Different Radiology Diagnostic Test
When an interpreting physician (e.g., radiologist, cardiologist, family practitioner, general internist, neurologist, obstetrician, gynecologist, ophthalmologist, thoracic surgeon, vascular surgeon) at a testing facility determines that an ordered diagnostic radiology test is clinically inappropriate or suboptimal, and that a different diagnostic test should be performed (e.g., an MRI should be performed instead of a Computed Tomography (CT) scan because of the clinical indication), the interpreting physician/testing facility may not perform the unordered test until a new order from the treating physician/practitioner has been received.
Similarly, if the result of an ordered diagnostic test is normal and the interpreting physician believes that another diagnostic test should be performed (e.g., a renal sonogram was normal and based on the clinical indication, the interpreting physician believes an MRI will reveal the diagnosis), an order from the treating physician must be received prior to performing the unordered diagnostic test.
Additional Diagnostic Radiology Test Exception
If the testing facility cannot reach the treating physician/practitioner to change the order or obtain a new order and documents this in the medical record, then the testing facility may furnish the additional diagnostic test if all of the following criteria apply:
* The testing center performs the diagnostic test ordered by the treating physician/practitioner.

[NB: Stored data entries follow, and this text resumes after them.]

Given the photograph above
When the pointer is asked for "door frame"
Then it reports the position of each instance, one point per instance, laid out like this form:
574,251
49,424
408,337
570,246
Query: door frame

* The interpreting physician at the testing facility determines and documents that, because of the abnormal result of the diagnostic test performed, an additional diagnostic test is medically necessary.
* Delaying the performance of the additional diagnostic test would have an adverse effect on the care of the beneficiary.
* The result of the test is communicated to and is used by the treating physician/practitioner in the treatment of the beneficiary.
* The interpreting physician at the testing facility documents in his report why additional testing was done.
Example: (a) The last cut of an abdominal CT scan with contrast shows a mass requiring a pelvic CT scan to further delineate the mass.
(b) A bone scan reveals a lesion on the femur requiring plain films to make a diagnosis.